Londres (awp/afp) - Les ventes au détail au Royaume-Uni ont nettement reculé en décembre sur un mois: même si la tendance semble toujours à la hausse depuis le vote pour le Brexit, cette mauvaise surprise pourrait présager un coup de frein à la consommation.

L'Office national des statistiques (ONS) a annoncé vendredi que ces ventes s'étaient repliées de 1,9% en décembre par rapport à celles de novembre, un repli qui a touché toutes les catégories mais surtout les magasins de vêtements et de chaussures (-3,7%) et les commerces spécialisés dans l'équipement domestique (-7,3%).

L'institut de statistiques a tenu à préciser que la tendance de fond de la consommation au Royaume-Uni restait positive. Lors de l'ensemble du quatrième trimestre par rapport au troisième, les ventes au détail restent ainsi en hausse de 1,2% grâce à un très bon début d'automne. Et sur un an, les ventes de décembre s'affichent en progression de 4,3%.

"La baisse de décembre doit être remise dans son contexte, le quatrième trimestre reste très correct", a souligné Howard Archer, analyste chez IHS.

L'activité s'est dans son ensemble bien tenue au Royaume-Uni depuis la décision des Britanniques de quitter l'Union européenne, lors du référendum du 23 juin. Le choc sur la confiance craint par nombre d'économistes ne s'est pas produit jusqu'à présent et la plupart des indicateurs sont au vert.

Les données préliminaires sur la croissance du produit intérieur brut du quatrième trimestre, attendues jeudi prochain, pourraient ainsi faire état d'une progression encore vigoureuse, de 0,5% d'un trimestre sur l'autre d'après un consensus d'analystes établi par Bloomberg, ce qui porterait la croissance pour l'ensemble de 2016 au niveau enviable de 2,1%.

Mais les chiffres publiés vendredi n'en ont pas moins désagréablement étonné. Les économistes sondés par Bloomberg s'attendaient à un simple effritement de 0,1%, d'autant que des études sectorielles et plusieurs grandes chaînes de supermarchés avaient fait état d'une activité très soutenue lors de la période cruciale de Noël.

Ces données semblent en outre marquer un coup d'arrêt au récent flot de statistiques encourageantes pour l'économie britannique, qui avaient rassuré les responsables du pays au moment où ils s'apprêtent à négocier les termes de sa sortie de l'Union européenne - en des termes plus "hard" que "soft" au vu du ton offensif adopté par la Première ministre Theresa May dans un discours fondateur mardi.

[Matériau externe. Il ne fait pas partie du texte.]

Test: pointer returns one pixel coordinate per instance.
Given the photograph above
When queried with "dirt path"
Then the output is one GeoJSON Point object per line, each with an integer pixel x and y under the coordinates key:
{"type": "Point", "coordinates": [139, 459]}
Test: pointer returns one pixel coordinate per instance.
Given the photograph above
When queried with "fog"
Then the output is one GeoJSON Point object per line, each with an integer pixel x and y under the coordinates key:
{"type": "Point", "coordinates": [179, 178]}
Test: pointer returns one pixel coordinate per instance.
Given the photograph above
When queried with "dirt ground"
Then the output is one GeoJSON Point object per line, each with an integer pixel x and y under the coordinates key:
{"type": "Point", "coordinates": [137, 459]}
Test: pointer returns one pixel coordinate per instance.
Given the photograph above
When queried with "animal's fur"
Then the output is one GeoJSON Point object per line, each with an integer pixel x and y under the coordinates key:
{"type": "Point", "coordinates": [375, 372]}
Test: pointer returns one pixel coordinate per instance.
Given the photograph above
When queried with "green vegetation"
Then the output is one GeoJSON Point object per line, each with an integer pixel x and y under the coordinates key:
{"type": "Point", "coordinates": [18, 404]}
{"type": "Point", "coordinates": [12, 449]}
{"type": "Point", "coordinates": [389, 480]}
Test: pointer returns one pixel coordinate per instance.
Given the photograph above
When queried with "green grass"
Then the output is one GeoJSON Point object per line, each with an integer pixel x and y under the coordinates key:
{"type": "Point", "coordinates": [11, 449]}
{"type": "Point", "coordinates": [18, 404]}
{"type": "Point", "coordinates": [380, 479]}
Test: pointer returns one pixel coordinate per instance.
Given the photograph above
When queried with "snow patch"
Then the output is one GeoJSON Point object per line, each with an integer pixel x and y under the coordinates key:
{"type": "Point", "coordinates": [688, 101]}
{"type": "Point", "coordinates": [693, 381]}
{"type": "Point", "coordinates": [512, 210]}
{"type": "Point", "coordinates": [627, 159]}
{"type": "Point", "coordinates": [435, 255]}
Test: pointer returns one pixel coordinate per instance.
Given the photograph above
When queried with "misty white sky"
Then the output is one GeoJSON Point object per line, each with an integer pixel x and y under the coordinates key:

"L'ampleur de la baisse laisse penser que les dépenses des consommateurs pourraient être notoirement plus faibles en 2017, à mesure que les fondamentaux soutenant la consommation s'affaiblissent", a prévenu M. Archer.

- Les entreprises, autre inconnue -

L'un des enjeux de l'année qui s'ouvre pour l'économie britannique résidera dans le comportement des ménages, dont la progression du pouvoir d'achat pourrait être stoppée net par le bond attendu de l'inflation.

Après avoir longtemps oscillé autour de 0, cette dernière a décollé récemment et atteint 1,6% en décembre sur un an, reflétant la faiblesse de la livre vendue à tour de bras par des cambistes intrigués par les incertitudes du Brexit.

Les distributeurs qui se livrent une véritable "guerre des prix" depuis des années peinent à contenir les hausses de prix constatées par leurs fournisseurs, confrontés à un renchérissement des produits importés du fait de la dépréciation de la monnaie britannique.

"La chute des ventes en décembre est le premier signe indiquant que l'accélération de l'inflation et le ralentissement des créations d'emploi commencent à pousser les consommateurs à réduire leurs dépenses", juge Samuel Tombs de Pantheon Macroeconomics, pour qui le dynamisme des mois précédents s'expliquerait par des achats anticipés de clients inquiets de futures hausses de prix.

Au-delà, le comportement des entreprises constituera un facteur crucial pour l'économie du Royaume-Uni, au moment où certaines sociétés pourraient rechigner à investir avant le saut dans l'inconnu du Brexit. Plusieurs grandes banques ont confirmé ces derniers jours qu'elles allaient déplacer des milliers d'emplois du Royaume-Uni vers d'autres cieux.